Encoding pitfalls when exporting and importing data

This is part of the Semicolon&Sons Code Diary - consisting of lessons learned on the job. You're in the databases category.

Last Updated: 2024-12-03

My job was to transfer data from an sqlite3 database I found on the internet to a mysql database in our system.

Dumping an .sql file from sqlite3 and then importing it was my first thought, but I ruled this out upon learning there were syntax differences. Instead I exported a csv file.
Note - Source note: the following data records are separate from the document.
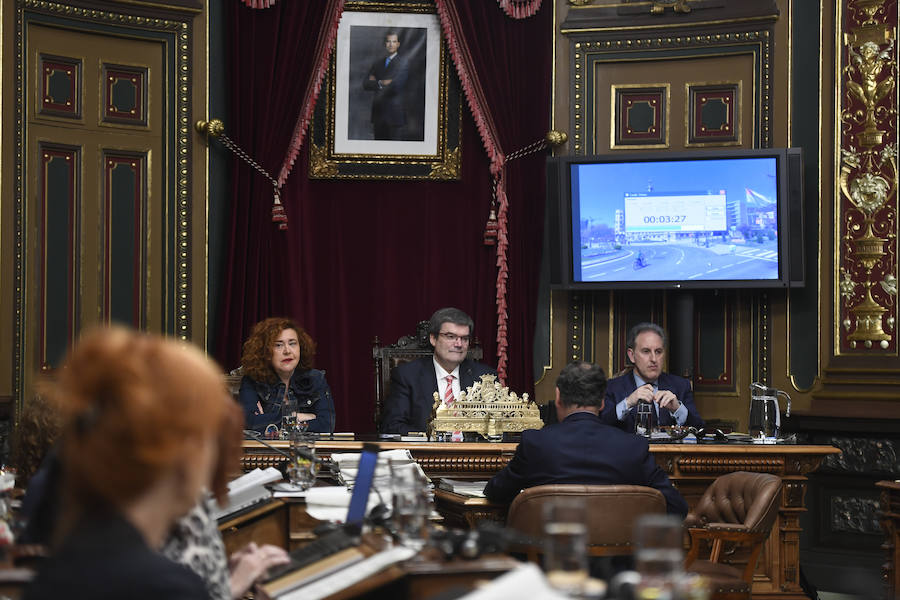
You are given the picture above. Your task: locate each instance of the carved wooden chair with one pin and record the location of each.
(736, 512)
(407, 348)
(613, 511)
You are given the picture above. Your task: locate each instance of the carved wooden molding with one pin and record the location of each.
(691, 464)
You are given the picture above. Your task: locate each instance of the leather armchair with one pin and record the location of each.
(736, 510)
(612, 512)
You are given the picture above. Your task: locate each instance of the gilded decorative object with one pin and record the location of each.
(213, 127)
(868, 178)
(341, 142)
(847, 285)
(487, 408)
(677, 6)
(868, 63)
(868, 315)
(556, 138)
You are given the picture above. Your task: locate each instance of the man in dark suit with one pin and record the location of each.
(671, 396)
(387, 78)
(447, 372)
(580, 448)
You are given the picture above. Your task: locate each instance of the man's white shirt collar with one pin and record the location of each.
(441, 375)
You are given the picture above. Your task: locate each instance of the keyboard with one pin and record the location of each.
(322, 547)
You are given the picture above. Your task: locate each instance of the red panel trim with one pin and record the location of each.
(72, 68)
(136, 164)
(135, 77)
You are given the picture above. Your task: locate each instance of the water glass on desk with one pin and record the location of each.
(302, 467)
(659, 554)
(288, 417)
(643, 419)
(411, 505)
(565, 544)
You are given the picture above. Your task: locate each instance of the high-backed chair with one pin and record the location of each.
(612, 512)
(407, 348)
(736, 511)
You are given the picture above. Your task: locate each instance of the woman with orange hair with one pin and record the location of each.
(277, 365)
(142, 424)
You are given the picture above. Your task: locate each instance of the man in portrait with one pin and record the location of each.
(387, 78)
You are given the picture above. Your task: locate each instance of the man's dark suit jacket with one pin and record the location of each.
(618, 388)
(582, 450)
(387, 106)
(413, 384)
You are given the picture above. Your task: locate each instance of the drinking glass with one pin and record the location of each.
(643, 419)
(411, 504)
(659, 550)
(288, 417)
(565, 544)
(302, 467)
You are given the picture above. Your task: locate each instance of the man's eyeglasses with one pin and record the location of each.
(452, 337)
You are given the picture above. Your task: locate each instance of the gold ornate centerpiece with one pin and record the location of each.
(487, 408)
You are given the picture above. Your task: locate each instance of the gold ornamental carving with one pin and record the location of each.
(868, 179)
(689, 464)
(486, 408)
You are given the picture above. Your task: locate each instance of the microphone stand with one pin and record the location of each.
(255, 435)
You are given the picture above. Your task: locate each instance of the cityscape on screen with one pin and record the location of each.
(675, 220)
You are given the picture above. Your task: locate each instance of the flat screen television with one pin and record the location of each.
(676, 220)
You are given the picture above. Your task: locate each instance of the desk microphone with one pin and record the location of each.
(255, 435)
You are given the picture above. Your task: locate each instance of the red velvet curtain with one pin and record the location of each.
(371, 258)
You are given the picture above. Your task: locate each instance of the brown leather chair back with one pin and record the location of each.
(612, 512)
(407, 348)
(736, 512)
(750, 499)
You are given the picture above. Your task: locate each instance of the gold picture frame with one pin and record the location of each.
(345, 139)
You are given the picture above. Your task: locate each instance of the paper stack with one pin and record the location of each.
(248, 489)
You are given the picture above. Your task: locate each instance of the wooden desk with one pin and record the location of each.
(691, 467)
(890, 522)
(265, 524)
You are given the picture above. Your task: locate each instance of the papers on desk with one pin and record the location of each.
(247, 490)
(286, 489)
(350, 575)
(526, 581)
(330, 503)
(475, 489)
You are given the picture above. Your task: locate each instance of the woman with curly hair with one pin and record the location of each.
(277, 366)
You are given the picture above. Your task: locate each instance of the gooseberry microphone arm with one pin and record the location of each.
(215, 128)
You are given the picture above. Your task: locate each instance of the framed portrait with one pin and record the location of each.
(390, 107)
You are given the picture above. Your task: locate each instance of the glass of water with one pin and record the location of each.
(302, 468)
(565, 544)
(411, 504)
(643, 419)
(659, 554)
(288, 417)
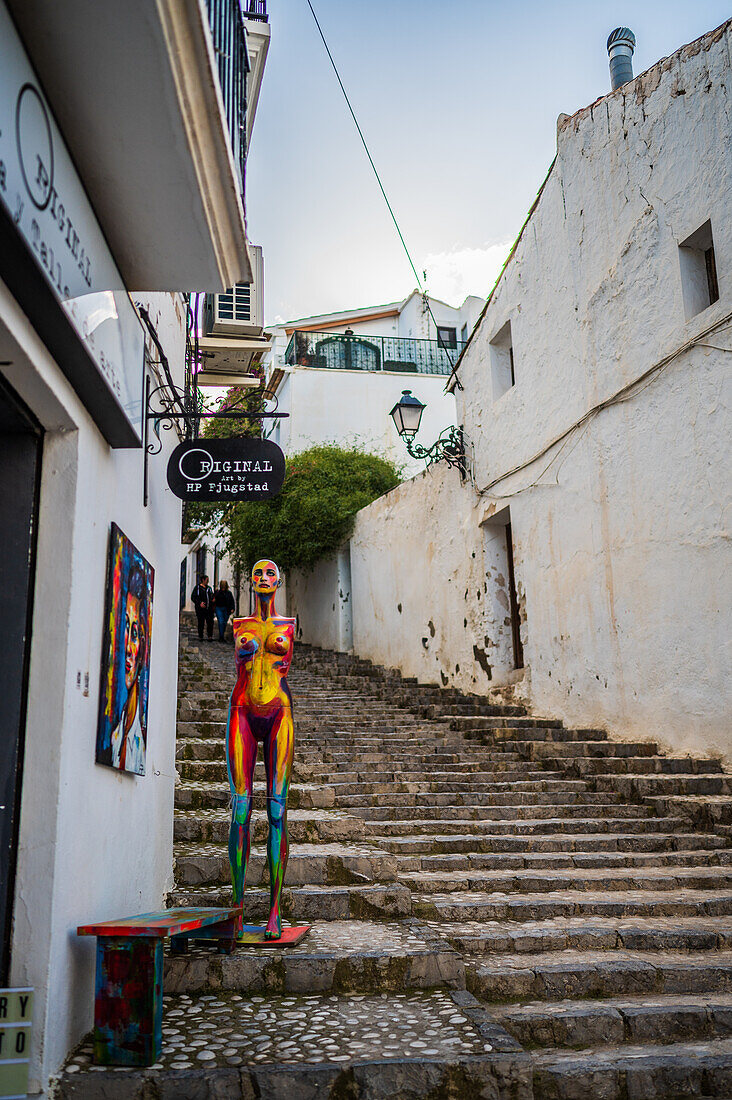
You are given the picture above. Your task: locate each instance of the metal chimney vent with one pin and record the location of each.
(621, 45)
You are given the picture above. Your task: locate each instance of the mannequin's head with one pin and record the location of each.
(265, 578)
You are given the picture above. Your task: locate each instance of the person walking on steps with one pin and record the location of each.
(224, 604)
(203, 601)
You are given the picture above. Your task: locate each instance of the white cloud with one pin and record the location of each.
(452, 275)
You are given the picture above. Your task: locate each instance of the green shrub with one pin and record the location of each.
(314, 514)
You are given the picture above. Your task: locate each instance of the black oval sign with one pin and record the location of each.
(226, 470)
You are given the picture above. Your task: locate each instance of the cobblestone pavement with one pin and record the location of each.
(502, 906)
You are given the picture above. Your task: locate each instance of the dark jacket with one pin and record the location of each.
(200, 593)
(224, 597)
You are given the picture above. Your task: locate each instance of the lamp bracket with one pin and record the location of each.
(449, 447)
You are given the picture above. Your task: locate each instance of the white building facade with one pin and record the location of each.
(581, 567)
(338, 375)
(100, 165)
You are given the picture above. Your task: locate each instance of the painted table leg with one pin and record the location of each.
(129, 1001)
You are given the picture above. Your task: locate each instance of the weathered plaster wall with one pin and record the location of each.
(418, 583)
(320, 601)
(620, 531)
(351, 409)
(623, 543)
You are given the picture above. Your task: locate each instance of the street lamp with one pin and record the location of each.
(407, 414)
(449, 446)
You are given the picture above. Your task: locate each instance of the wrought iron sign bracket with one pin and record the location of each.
(173, 403)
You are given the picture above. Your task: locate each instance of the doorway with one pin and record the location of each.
(503, 641)
(21, 441)
(513, 603)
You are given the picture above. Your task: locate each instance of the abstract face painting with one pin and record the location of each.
(122, 725)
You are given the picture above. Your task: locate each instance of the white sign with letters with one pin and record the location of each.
(42, 191)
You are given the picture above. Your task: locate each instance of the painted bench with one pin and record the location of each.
(128, 1012)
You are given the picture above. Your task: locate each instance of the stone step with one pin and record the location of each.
(308, 865)
(607, 861)
(493, 736)
(567, 750)
(638, 766)
(532, 799)
(198, 794)
(657, 1019)
(713, 813)
(570, 975)
(384, 807)
(640, 787)
(477, 905)
(523, 780)
(460, 722)
(589, 933)
(635, 1073)
(337, 956)
(414, 1044)
(515, 829)
(305, 826)
(563, 844)
(308, 903)
(672, 878)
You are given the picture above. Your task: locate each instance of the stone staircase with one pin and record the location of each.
(502, 906)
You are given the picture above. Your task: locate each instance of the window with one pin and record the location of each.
(502, 362)
(698, 264)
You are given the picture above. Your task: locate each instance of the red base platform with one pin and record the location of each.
(253, 936)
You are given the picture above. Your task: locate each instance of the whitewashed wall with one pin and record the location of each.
(320, 601)
(351, 409)
(95, 844)
(624, 541)
(622, 548)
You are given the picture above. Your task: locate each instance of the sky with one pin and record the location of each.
(458, 102)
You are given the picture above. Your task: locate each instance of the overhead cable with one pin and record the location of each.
(375, 172)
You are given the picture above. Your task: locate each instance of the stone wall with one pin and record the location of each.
(619, 531)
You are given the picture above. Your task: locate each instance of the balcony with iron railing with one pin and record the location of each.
(337, 351)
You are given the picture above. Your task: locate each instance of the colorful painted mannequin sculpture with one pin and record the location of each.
(261, 711)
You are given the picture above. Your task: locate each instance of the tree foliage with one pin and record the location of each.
(314, 514)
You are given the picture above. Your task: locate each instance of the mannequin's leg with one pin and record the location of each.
(241, 756)
(279, 750)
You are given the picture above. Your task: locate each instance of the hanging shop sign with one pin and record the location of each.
(226, 470)
(45, 201)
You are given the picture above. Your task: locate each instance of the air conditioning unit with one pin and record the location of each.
(240, 310)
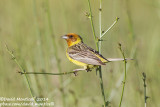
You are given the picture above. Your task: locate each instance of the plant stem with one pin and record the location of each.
(97, 47)
(100, 24)
(55, 51)
(62, 73)
(23, 71)
(125, 76)
(92, 25)
(110, 27)
(145, 95)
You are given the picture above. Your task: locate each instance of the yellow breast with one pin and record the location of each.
(75, 61)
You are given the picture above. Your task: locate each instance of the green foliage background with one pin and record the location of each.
(24, 28)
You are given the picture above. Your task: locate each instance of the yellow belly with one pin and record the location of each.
(76, 62)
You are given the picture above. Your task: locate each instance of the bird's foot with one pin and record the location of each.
(88, 70)
(76, 70)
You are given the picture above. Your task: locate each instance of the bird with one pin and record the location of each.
(82, 55)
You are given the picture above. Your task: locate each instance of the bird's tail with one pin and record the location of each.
(118, 59)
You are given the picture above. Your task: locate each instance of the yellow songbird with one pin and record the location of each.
(82, 55)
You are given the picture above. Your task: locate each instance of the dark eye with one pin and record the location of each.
(71, 36)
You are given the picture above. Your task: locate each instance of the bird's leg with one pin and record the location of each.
(76, 70)
(80, 69)
(88, 69)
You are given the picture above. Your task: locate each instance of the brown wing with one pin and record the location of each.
(82, 53)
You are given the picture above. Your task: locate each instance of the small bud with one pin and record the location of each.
(100, 9)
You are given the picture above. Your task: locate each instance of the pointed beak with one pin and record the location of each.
(64, 37)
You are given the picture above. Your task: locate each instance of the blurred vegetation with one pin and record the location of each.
(27, 33)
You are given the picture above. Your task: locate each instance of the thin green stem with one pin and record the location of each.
(45, 73)
(110, 27)
(97, 47)
(145, 94)
(55, 51)
(100, 24)
(125, 75)
(23, 71)
(92, 25)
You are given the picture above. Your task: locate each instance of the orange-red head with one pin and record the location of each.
(72, 39)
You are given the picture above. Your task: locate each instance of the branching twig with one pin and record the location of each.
(55, 51)
(125, 76)
(97, 46)
(62, 73)
(110, 27)
(92, 25)
(23, 71)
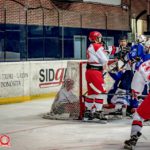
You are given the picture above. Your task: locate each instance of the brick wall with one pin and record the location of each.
(86, 15)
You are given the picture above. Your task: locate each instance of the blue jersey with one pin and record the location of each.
(146, 57)
(137, 50)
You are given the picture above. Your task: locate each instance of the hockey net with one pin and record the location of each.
(69, 103)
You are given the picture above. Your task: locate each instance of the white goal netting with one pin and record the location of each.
(69, 103)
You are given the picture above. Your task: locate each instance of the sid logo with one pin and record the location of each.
(4, 141)
(51, 77)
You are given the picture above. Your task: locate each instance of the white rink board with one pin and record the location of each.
(31, 78)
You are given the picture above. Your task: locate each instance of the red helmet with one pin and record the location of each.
(93, 35)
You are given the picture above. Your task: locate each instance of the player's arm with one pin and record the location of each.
(102, 56)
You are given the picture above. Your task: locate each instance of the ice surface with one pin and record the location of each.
(27, 129)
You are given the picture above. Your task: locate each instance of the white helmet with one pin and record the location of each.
(141, 38)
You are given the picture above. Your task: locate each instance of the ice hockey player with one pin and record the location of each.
(116, 73)
(142, 113)
(122, 75)
(97, 62)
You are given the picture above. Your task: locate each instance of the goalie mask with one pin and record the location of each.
(95, 36)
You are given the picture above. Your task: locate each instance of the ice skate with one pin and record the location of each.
(131, 143)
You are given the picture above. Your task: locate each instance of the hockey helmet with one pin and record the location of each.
(141, 38)
(94, 35)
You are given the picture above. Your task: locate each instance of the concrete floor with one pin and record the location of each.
(27, 130)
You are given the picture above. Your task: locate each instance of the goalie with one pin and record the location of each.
(66, 104)
(97, 61)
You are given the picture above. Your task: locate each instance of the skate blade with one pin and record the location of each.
(95, 121)
(129, 148)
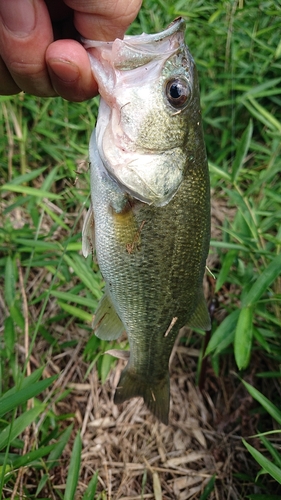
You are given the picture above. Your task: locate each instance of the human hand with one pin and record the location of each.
(38, 50)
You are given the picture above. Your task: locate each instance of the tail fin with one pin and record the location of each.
(156, 394)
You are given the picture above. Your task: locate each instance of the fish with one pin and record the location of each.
(149, 219)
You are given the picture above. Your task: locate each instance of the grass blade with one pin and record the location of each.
(74, 469)
(263, 282)
(267, 466)
(19, 425)
(10, 401)
(92, 486)
(242, 150)
(224, 330)
(243, 337)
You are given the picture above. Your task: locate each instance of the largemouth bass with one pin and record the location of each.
(150, 215)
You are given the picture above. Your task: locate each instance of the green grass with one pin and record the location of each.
(44, 190)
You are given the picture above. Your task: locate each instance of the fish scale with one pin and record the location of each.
(151, 234)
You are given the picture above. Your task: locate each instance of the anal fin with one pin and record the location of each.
(107, 324)
(200, 318)
(88, 233)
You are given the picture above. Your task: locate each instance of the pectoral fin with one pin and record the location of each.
(107, 324)
(119, 354)
(200, 318)
(88, 233)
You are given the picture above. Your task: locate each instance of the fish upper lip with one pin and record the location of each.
(175, 26)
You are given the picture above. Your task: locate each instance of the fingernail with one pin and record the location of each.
(18, 16)
(64, 70)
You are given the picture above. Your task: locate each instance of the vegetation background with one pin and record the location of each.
(48, 291)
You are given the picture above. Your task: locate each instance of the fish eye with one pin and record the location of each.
(177, 92)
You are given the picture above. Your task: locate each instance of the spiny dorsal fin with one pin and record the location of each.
(88, 233)
(200, 318)
(107, 324)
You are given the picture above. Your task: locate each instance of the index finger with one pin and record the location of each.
(103, 20)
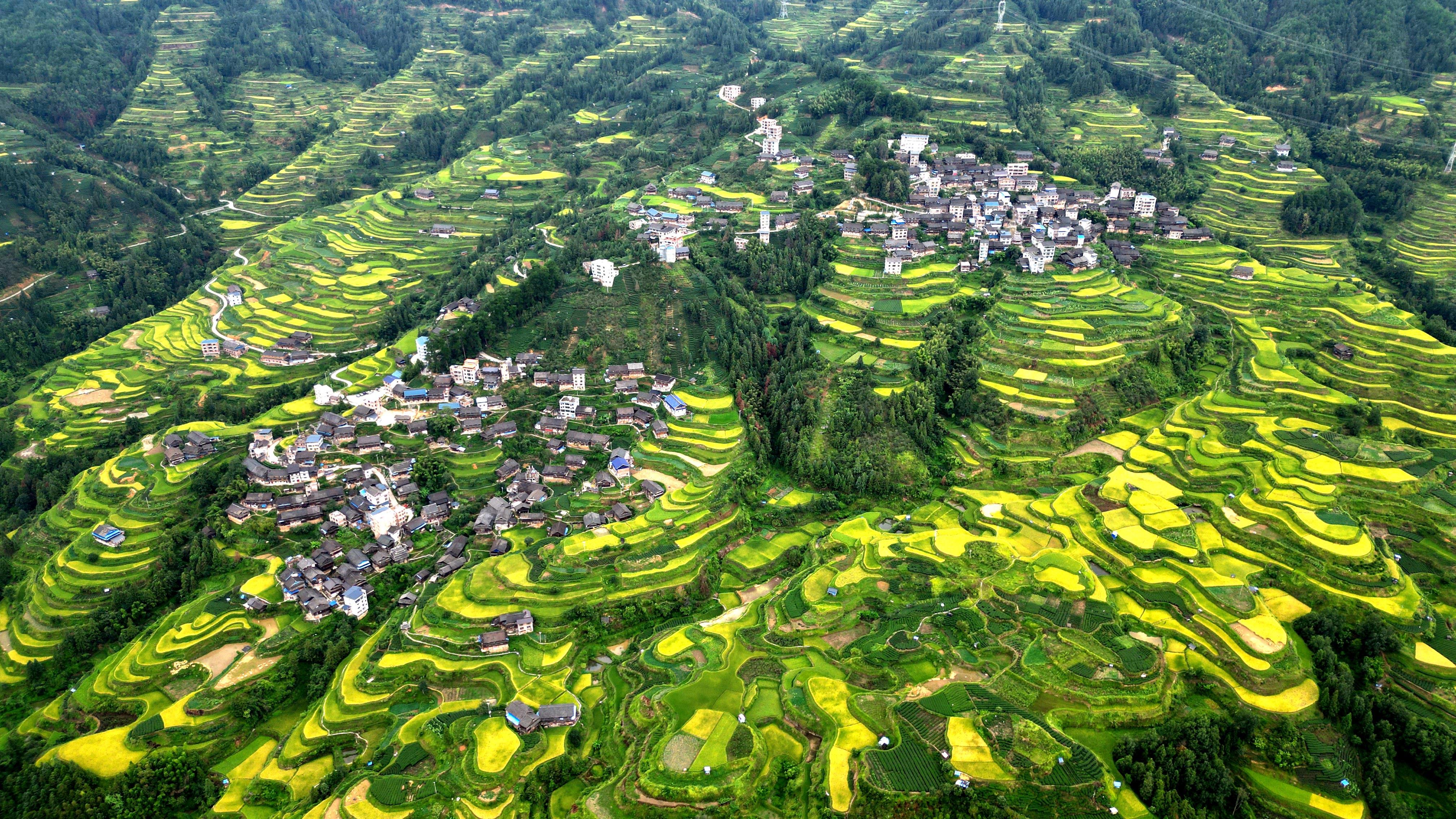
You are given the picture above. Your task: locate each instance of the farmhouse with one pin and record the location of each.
(108, 536)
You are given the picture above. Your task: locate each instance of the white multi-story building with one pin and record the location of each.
(467, 374)
(386, 518)
(772, 135)
(914, 143)
(1145, 205)
(602, 272)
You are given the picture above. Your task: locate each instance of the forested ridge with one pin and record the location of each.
(903, 483)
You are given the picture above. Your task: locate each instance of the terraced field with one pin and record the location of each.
(165, 107)
(333, 274)
(131, 492)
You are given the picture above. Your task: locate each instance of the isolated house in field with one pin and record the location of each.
(522, 716)
(675, 406)
(494, 642)
(516, 623)
(108, 536)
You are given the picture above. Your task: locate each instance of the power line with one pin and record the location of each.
(1258, 108)
(1298, 43)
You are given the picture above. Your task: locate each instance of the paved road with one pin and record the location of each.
(149, 241)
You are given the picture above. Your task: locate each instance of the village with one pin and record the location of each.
(335, 478)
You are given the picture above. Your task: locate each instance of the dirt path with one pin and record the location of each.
(1261, 645)
(647, 799)
(217, 661)
(25, 286)
(88, 397)
(250, 668)
(357, 793)
(755, 592)
(669, 483)
(1098, 446)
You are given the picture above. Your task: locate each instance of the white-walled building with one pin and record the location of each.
(914, 143)
(772, 135)
(356, 602)
(1145, 206)
(602, 272)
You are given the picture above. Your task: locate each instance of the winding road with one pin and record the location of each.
(222, 305)
(149, 241)
(25, 288)
(228, 205)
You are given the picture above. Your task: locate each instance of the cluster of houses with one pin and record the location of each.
(519, 715)
(331, 579)
(996, 208)
(178, 449)
(1132, 212)
(289, 352)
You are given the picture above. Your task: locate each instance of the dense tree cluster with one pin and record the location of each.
(859, 97)
(497, 317)
(1327, 209)
(1186, 767)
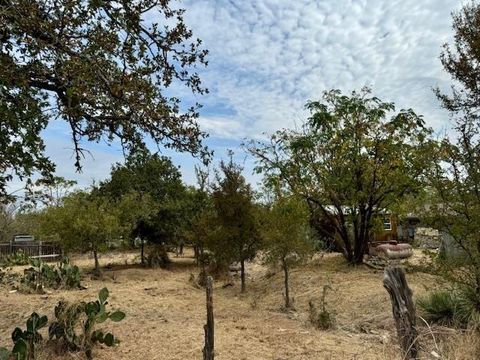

This, however, turned out to challenging to import for the following reasons:

  1. The character encoding in the CSV file had to be specified in the import statement in mysql:
  CHARACTER SET UTF8
  1. Adding to the confusion - the database itself and the individual columns had different encodings - (i.e. db is latin1 but cols are utf8)

  2. The line ending styles (CRLF/LF) - i.e. carriage return and line feed had to match.

Sqlite, by default, exported with \r\n, which is the Windows style. But I wanted \n for unix. Indeed git automatically removed the \r when I committed this CSV file (it warned me in fairness).

So I needed to modify the sqlite3 exporter:

```sql
.mode csv
# First arg is field separator, next is new line
.separator , "\n"
.once output.csv
select * from mytable;
```
  1. Some columns in the output were quoted - e.g. the 2nd column here: 10999,"Bockstraße" - I was expecting 10999,Bockstraße. I did not anticipate this happening, and ended up importing the quotes to database. Thus a search for Bockstraße failed in a confusing manner, since only "Bockstraße" was there.